To guard against this, I advise all leaders to map out worst-case scenarios. If you deliberately plan for the worst, you'll probably encounter something less dire and come out ahead when it's all over.


In your book you say that surviving this downturn requires intense coordination across the company. What can the CEO do to pull down silos and foster companywide coordination? What can midlevel leaders do?


Any leader at any level can figure out what key decisions must be made and what coordination is required to implement them. Say your unit aims to launch a new product by July. You know what decisions you will have to make around that goal. So move swiftly to get the best information you can, then make the best decisions you can.You know there will be three or four silos involved. Check in with people from those areas frequently, asking questions and exploring issues with an open, informal tone. Remind them of your shared purpose: to win with customers. Human beings like to win, and in companies, no one wins alone.


It might help to think that the situation you and your colleagues face is akin to a basketball game. Players make judgments constantly about the game as it's in progress, instinctively passing the ball to a teammate to counter the defense, without worrying about who's going to get the credit. Basketball is a sport of speed, flexibility, and synchronization. The same qualities are demanded of cross-functional teams in this recession. What department or function teammates come from doesn't matter; what matters is that they're united against the competition.
You teach a class at Wharton for high potentials.
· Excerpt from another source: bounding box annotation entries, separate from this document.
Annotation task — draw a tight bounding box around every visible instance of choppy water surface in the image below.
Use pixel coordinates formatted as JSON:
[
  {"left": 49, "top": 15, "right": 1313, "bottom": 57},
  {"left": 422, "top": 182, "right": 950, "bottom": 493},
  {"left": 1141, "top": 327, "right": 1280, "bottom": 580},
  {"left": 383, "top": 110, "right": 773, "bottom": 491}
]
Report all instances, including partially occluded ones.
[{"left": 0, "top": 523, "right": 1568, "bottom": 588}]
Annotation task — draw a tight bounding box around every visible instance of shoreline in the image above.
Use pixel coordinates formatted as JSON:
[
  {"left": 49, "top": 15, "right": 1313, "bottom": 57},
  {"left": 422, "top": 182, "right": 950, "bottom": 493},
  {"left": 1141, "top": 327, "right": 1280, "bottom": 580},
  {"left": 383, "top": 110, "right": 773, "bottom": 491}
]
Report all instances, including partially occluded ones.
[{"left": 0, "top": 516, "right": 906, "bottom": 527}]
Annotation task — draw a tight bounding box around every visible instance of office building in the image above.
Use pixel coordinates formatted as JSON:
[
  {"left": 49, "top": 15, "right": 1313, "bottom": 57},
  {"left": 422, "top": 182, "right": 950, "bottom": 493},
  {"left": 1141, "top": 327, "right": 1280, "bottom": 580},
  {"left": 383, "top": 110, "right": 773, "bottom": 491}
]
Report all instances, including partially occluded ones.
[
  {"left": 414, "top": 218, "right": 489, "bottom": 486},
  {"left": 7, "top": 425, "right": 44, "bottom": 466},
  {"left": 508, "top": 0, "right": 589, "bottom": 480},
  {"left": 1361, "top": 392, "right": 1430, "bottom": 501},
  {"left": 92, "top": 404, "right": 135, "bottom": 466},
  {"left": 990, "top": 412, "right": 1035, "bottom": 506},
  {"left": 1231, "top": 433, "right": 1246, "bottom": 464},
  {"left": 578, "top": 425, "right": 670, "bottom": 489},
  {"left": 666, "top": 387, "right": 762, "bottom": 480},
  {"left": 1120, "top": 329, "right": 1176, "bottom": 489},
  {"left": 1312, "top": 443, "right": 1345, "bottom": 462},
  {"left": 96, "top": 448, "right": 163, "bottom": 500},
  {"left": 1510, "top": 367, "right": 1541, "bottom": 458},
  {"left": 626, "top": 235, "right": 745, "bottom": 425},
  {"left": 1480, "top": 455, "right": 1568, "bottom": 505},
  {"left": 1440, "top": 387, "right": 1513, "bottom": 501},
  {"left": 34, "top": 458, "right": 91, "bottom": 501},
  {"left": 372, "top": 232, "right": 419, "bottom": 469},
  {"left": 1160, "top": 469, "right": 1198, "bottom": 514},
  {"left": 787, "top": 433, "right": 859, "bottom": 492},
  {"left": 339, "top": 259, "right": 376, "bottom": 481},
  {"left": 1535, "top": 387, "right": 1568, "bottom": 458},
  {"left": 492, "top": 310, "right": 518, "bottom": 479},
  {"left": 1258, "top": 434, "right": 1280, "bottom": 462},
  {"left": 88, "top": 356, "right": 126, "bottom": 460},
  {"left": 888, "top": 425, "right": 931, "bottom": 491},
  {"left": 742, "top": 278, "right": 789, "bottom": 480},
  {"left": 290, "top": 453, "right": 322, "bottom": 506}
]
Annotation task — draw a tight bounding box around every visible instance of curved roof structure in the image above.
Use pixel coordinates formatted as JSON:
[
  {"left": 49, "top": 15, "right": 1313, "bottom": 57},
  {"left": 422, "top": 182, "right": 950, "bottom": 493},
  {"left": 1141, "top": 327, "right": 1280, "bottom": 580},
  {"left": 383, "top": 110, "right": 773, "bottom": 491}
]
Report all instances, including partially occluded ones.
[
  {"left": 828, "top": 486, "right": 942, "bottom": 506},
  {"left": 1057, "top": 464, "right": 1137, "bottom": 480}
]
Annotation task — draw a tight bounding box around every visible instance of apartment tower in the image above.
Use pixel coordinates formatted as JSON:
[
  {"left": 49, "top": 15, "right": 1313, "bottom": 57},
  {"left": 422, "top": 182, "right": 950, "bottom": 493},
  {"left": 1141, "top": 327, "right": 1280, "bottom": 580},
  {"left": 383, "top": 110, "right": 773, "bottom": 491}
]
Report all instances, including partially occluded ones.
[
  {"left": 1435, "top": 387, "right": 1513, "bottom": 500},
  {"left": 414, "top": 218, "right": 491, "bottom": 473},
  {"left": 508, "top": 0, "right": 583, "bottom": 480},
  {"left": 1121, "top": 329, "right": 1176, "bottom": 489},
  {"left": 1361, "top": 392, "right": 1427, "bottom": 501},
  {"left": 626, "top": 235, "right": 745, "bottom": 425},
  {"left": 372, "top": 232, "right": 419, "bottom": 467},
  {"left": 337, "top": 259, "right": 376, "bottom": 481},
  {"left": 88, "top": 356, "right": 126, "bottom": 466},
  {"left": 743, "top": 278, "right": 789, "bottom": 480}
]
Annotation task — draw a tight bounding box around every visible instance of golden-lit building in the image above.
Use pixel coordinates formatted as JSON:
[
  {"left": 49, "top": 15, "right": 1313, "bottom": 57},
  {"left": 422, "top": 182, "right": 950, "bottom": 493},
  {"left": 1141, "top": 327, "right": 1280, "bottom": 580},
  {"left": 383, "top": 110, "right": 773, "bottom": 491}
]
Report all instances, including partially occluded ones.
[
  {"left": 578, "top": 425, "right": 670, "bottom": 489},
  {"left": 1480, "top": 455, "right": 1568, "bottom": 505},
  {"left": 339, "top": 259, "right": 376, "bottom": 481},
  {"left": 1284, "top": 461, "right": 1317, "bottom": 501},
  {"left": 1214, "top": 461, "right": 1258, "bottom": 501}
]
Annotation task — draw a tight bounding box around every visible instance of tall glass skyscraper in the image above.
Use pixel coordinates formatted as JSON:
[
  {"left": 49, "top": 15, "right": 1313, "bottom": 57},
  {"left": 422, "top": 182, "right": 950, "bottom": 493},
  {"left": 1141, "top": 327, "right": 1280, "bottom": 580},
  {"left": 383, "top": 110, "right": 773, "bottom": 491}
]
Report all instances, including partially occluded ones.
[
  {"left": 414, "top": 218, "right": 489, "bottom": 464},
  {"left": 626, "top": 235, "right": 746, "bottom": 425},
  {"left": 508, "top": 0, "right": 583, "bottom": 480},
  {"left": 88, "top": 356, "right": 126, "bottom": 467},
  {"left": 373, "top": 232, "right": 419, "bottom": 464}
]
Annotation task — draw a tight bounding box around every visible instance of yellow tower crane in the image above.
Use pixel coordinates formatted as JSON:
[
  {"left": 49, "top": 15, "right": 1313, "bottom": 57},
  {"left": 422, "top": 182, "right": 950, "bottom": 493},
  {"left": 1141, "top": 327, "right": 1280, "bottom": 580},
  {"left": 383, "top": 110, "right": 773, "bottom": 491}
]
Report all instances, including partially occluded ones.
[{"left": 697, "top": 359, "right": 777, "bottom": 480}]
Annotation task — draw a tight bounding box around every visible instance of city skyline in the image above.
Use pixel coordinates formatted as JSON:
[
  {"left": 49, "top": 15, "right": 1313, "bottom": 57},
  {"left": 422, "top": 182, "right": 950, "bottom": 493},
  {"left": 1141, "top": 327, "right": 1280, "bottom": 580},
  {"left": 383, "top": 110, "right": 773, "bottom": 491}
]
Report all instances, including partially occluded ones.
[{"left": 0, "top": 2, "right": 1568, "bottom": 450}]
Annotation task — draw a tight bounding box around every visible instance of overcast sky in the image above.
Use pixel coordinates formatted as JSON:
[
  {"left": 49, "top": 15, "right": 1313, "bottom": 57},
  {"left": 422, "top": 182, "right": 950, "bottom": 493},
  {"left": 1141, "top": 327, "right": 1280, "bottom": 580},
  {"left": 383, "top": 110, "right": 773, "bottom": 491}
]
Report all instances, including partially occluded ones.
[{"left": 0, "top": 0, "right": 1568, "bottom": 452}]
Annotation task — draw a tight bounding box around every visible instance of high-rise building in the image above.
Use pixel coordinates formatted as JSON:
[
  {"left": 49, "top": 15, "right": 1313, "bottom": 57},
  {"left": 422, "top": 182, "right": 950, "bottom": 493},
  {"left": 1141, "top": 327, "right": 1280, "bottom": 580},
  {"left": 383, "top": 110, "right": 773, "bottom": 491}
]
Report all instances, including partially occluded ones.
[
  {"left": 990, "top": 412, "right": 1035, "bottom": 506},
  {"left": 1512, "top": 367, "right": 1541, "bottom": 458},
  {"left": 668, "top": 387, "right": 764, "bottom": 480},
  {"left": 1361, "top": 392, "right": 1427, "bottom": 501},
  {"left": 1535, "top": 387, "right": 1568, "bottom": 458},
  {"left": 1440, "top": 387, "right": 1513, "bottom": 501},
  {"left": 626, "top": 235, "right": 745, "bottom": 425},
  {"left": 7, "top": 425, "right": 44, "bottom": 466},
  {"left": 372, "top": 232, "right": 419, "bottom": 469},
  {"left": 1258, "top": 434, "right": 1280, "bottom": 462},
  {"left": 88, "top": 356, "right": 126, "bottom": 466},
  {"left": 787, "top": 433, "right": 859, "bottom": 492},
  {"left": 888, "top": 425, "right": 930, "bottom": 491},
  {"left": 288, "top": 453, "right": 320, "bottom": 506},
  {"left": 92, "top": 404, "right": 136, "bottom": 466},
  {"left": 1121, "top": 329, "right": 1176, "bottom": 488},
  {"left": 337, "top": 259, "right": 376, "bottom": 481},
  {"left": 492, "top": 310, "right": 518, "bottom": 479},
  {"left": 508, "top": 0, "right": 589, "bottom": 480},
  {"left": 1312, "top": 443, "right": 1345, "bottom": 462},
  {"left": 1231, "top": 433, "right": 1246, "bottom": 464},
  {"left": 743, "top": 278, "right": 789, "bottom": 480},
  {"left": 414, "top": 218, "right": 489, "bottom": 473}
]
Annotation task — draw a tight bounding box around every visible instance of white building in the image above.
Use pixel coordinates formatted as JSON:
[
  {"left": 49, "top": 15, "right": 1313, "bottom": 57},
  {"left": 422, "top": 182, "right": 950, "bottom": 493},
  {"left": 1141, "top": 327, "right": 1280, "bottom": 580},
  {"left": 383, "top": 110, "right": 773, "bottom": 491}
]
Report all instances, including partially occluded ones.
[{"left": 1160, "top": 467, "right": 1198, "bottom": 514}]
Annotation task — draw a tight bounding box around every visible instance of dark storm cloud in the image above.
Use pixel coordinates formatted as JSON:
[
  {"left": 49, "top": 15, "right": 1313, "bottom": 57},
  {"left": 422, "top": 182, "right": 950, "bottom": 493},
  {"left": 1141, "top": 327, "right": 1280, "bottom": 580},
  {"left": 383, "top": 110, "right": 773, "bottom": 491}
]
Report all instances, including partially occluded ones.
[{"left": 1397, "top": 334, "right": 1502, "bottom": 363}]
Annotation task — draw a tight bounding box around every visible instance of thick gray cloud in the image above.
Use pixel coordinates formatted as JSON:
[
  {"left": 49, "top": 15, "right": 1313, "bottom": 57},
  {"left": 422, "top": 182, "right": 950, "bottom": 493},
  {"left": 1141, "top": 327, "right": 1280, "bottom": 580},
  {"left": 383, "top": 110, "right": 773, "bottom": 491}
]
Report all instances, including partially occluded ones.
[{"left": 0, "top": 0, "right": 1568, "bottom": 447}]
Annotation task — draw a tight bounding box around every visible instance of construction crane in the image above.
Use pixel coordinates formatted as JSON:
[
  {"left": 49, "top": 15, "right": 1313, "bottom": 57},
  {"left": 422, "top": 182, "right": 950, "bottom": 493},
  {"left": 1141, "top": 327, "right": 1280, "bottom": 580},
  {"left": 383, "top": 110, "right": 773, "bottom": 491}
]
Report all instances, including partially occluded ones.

What's your advice to high potentials in this downturn?


If you're a high potential, act like one and keep building your capabilities; this recession doesn't have to slow you down. In fact, it offers you opportunities that normal times don't. Wherever you work, it's likely that there is a shortage of really talented, motivated people with the flexibility and resilience to weather these tough times. So step forward and get noticed. Get on cross-functional teams. Learn and lead. Build social networks. Set benchmarks for yourself — use the next two years to double your capacity and triple your capabilities.
What will the best companies do during this recession?


They'll get ahead the curve and conserve their cash. They'll take out frills and focus on the core. And then they'll think of how the market will have changed in two or three years and what innovation they will need to have done to compete successfully, and they'll do that innovation now.